On Joanna Russ and The Secret Feminist Cabal

Jeff VanderMeer • January 4th, 2010 • Culture

On the Amazon book blog, I just posted an interview Graham Sleight did with Farah Mendlesohn about a book she edited titled On Joanna Russ. It’s a fascinating book and an equally fascinating interview, and I highly recommend you check it out.

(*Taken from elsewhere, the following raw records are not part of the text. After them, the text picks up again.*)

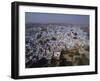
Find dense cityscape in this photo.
[25,23,89,68]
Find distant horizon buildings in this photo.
[25,12,89,26]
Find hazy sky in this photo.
[25,12,89,25]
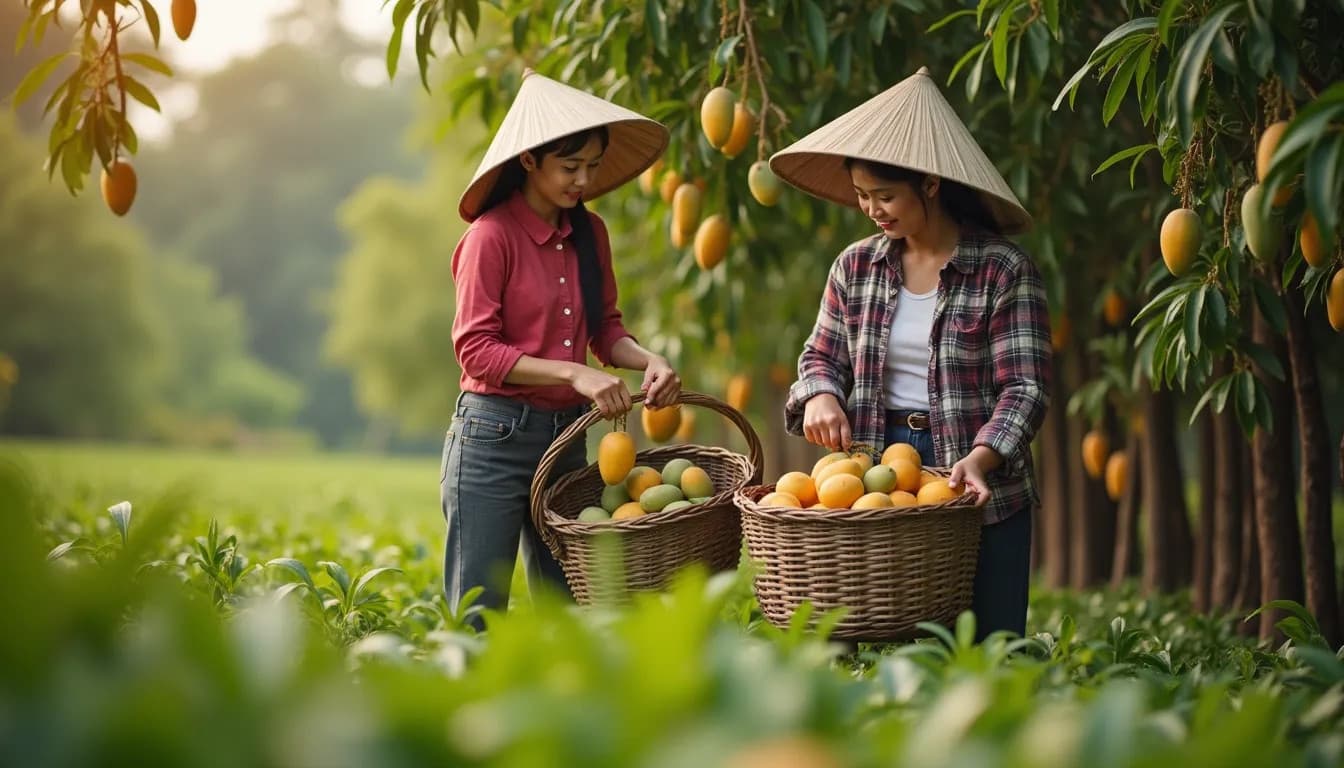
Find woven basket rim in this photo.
[734,468,984,525]
[542,444,753,537]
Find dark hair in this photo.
[481,125,612,349]
[844,157,1003,234]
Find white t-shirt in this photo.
[882,286,938,410]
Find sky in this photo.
[130,0,413,141]
[161,0,392,71]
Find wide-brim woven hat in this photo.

Among other things, Farah points out the potential problems of the old boys’ club as typified by guys hanging out with guys at cons. Inasmuch as conventions are business opportunities–work-related–she has a good point, although I wonder if this is more of a UK phenomenon? (Update: I may wonder this, but Farah says it’s something observed at US cons.) At least, I know Ann and I always meet with and hang out with a wide variety of creators and editors whenever we’re at a con–there’s absolutely no backroom, smoke-filled nudge-nudge, wink-wink. She also says that men should be more proactive about complaining about male-only panels at cons. I agree in theory, but in practice the decision-making process behind con panels tends to be muddled and disorganized across many different criteria. My hope would be two-fold: (1) that cons wouldn’t put us white males on panels in this position to begin with and (2) that cons would be more systematic and thoughtful about programming in general. (With the understanding that being in charge of programming, and dealing with writer egos generally is a really thankless job.) In any event, food for thought.

I also talk briefly in the premable to the feature about The Secret Feminist Cabal, which I hope to devote a blog post to late in the week, depending on other deadlines.